Difference—bheda—does not admit of logical definition

The Logicians, moreover, are unable to give a definition of such a thing as 'difference.' Difference cannot in the first place be the essential nature (of that which differs); for from that it would follow that on the apprehension of the essential nature of a thing there would at once arise not only the judgment as to that essential nature but also judgments as to its difference from everything else.—But, it may be objected to this, even when the essential nature of a thing is apprehended, the judgment 'this thing is different from other things' depends on the remembrance of its counterentities, and as long as this remembrance does not take place so long the judgment of difference is not formed!—Such reasoning, we reply, is inadmissible. He who maintains that 'difference' is nothing but 'essential nature' has no right to assume a dependence on counterentities since, according to him, essential nature and difference are the same, i.e. nothing but essential nature: the judgment of difference can, on his view, depend on counterentities no more than the judgment of essential nature does. His view really implies that the two words 'the jar' and 'different' (in the judgment 'the jar is different') are synonymous, just as the words 'hasta' and 'kara' are (both of which mean 'hand').

Nor, in the second place, can 'difference' be held to be an attribute (dharma). For if it were that, we should have to assume that 'difference' possesses difference (i.e. is different) from essential nature; for otherwise it would be the same as the latter. And this latter difference would have to be viewed as an attribute of the first difference, and this would lead us on to a third difference, and so in infinitum. And the view of 'difference' being an attribute would further imply that difference is apprehended on the apprehension of a thing distinguished by attributes such as generic character and so on, and at the same time that the thing thus distinguished is apprehended on the apprehension of difference; and this would constitute a logical seesaw.— 'Difference' thus showing itself incapable of logical definition, we are confirmed in our view that perception reveals mere 'Being' only.
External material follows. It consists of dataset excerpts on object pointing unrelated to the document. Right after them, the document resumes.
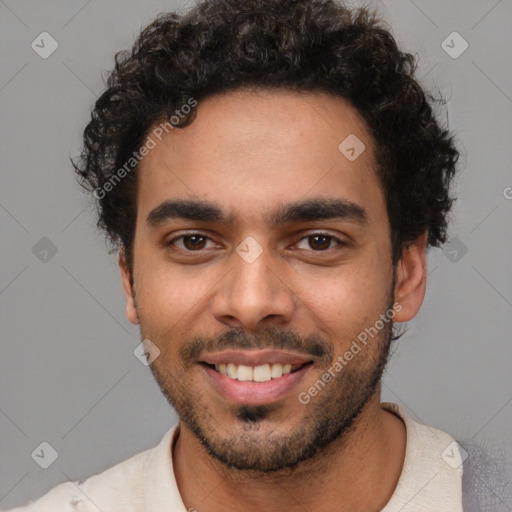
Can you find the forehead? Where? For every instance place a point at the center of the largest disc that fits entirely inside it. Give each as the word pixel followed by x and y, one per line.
pixel 249 150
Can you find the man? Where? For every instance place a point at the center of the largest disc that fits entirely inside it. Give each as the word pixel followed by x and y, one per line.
pixel 273 175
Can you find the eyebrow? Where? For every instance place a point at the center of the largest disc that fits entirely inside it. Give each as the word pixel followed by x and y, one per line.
pixel 300 211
Moreover, it appears that in states of consciousness such as 'Here is a jar,' 'There is a piece of cloth,' 'The jar is perceived,' 'The piece of cloth is perceived,' that which constitutes the things is Being (existence; sattâ) and perception (or 'consciousness'; anubhûti). And we observe that it is pure Being only which persists in all states of cognition: this pure Being alone, therefore, is real. The differences, on the other hand, which do not persist, are unreal. The case is analogous to that of the snake-rope. The rope which persists as a substrate is real, while the non-continuous things (which by wrong imagination are superimposed on the rope) such as a snake, a cleft in the ground, a watercourse, and so on, are unreal.